Retail giant Walmart is known for low prices, but those prices are about to go up. On its latest earnings call, CEO Doug McMillon and CFO John David Rainey warned that the company cannot absorb all the cost increases resulting from President Trump’s tariffs, even after some rates were reduced following negotiations. The executives said Walmart will begin raising prices on certain products as early as the end of May, with more noticeable increases expected in June.
“The level of tariffs that result from those discussions and the timing of when they ultimately become final may cause larger swings in our financial performance from one quarter to the next,” Rainey said on the May 15 call.
The veteran CFO also gave a brief lesson on Walmart’s method of accounting for the cost of inventory for the majority of its U.S. business. Known as the retail inventory method, or RIM, this practice makes these swings more difficult to forecast.
“We’ve always used RIM in Walmart U.S.,” Rainey said. “It’s not new for us, and it’s a common method of accounting in the retail industry.” RIM accounting applies a ratio of the actual cost of the inventory to its retail price to calculate ending inventory and, therefore, derive cost of goods sold, he said.
Rising prices can lead to higher inventory markups and increased margins, but later markdowns may offset these gains, Rainey explained. The resulting fluctuations in costs are unprecedented for Walmart and could cause significant swings in quarterly margins and earnings, he said.
According to Sang Hyun “Sam” Park, an associate professor at Augusta University’s Hull College of Business, U.S. GAAP gives retailers two main ways to price inventory at period-end: the use of RIM or tracking every SKU’s exact cost.

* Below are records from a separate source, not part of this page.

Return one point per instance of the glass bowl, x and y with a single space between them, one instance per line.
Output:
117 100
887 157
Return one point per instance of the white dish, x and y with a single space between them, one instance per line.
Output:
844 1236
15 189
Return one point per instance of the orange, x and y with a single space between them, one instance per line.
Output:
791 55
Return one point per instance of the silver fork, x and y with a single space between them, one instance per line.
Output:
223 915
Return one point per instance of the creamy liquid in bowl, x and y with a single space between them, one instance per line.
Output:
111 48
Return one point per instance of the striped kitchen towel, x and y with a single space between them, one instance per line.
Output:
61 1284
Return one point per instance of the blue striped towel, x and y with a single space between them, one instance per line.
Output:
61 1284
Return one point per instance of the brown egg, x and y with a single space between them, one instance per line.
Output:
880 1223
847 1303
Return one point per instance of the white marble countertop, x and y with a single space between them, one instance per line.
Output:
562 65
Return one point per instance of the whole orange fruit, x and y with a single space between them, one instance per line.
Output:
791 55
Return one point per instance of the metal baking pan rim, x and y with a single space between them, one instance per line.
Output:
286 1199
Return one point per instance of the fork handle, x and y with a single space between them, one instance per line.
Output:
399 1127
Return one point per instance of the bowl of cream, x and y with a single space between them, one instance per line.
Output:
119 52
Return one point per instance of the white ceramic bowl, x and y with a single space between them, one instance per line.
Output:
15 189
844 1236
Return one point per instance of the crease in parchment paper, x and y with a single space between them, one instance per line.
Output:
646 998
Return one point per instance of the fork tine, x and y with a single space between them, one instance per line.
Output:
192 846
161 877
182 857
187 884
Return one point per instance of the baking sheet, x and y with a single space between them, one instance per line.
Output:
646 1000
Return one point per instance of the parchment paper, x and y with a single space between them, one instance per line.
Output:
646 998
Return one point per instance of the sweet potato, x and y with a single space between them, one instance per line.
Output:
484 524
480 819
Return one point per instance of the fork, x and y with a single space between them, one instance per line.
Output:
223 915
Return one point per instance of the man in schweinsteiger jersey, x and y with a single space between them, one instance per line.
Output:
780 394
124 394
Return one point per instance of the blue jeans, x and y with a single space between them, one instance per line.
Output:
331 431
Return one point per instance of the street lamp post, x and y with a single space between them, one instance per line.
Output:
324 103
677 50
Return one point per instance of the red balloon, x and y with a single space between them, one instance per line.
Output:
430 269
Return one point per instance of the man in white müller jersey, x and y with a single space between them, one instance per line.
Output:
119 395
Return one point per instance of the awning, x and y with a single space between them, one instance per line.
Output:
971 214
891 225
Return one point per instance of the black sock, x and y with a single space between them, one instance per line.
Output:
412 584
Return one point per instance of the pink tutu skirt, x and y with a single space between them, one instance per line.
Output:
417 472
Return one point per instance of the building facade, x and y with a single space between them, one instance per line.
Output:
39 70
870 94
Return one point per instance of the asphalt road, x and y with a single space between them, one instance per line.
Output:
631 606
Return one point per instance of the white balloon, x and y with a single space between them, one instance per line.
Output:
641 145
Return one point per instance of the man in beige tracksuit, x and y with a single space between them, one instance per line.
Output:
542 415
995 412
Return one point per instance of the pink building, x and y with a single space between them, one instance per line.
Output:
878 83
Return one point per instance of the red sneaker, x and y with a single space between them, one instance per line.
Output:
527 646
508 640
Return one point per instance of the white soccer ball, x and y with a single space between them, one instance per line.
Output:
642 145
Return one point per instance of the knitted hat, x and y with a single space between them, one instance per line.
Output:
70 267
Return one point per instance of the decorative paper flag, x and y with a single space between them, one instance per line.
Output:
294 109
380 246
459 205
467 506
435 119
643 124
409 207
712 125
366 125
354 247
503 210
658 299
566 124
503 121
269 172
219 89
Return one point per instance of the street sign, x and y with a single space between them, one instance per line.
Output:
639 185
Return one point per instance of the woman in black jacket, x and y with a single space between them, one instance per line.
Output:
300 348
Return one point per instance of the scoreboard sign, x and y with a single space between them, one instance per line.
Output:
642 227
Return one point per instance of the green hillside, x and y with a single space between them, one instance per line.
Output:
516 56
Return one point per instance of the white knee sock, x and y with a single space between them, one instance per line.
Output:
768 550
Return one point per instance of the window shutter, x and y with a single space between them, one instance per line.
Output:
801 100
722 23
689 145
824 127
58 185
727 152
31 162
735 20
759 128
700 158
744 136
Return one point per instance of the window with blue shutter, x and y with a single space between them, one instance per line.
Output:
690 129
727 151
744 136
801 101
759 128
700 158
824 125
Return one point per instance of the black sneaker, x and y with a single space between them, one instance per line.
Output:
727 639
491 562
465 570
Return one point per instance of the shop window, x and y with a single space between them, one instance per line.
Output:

The faster, cheaper RIM shortcut
Walmart isn’t the only big box retailer to use RIM, which means the implications of see-saw tariffs on this accounting method may be wide-reaching.
RIM is popular at chains that sell millions of low-ticket items, like Walmart, Target, and Home Depot, because management already knows each product’s shelf price but not its precise landed cost until weeks later, Park told Fortune.
“By applying a single ‘cost-to-retail’ percentage to the ticket price, the accountant can finish the books quickly without scanning every purchase order,” Park explained.
Modern enterprise resource planning (ERP) systems, which automate core processes such as accounting, can handle item-level data, he said. “But for high-volume, low-margin general merchandise, the faster, cheaper RIM shortcut still wins,” Park said.
He further explained how RIM is affected by tariffs. Landed cost is the all-in amount it takes to bring goods to the shelf: a total of supplier invoice, freight, insurance, import duty (tariff), and brokerage fees. Under RIM, that amount feeds the “cost” side of the cost-to-retail ratio. Tariffs wind up squeezing the margin.
“Tariffs inflate landed cost, nudging the cost-to-retail ratio higher,” Park said of Walmart’s situation. “A quick shelf-price hike can mask that hit for a while, but markdowns later force the higher cost back into earnings.”
During the earnings call, Rainey also said he is concerned about the possibility of LIFO-related charges as prices go up. LIFO, short for Last-In, First-Out, is an inventory accounting method where the most recently purchased or produced goods are assumed to be sold first.
To address these accounting challenges, Park foresees Rainey using a new playbook when it comes to data granularity, scenario planning, and governance—but not an accounting policy overhaul.
“What Walmart’s CFO hints at is the need for supplementary tools,” he said. That includes more frequent recalibration of cost complements, layered RIM pools (such as separating tariff-sensitive imports), richer disclosure, and tighter forecasting analytics.
For the first quarter, Walmart’s revenue increased 2.5% year over year to $165.6 billion, U.S. same-store sales increased 4.5%, and its e-commerce business reached profitability for the first time.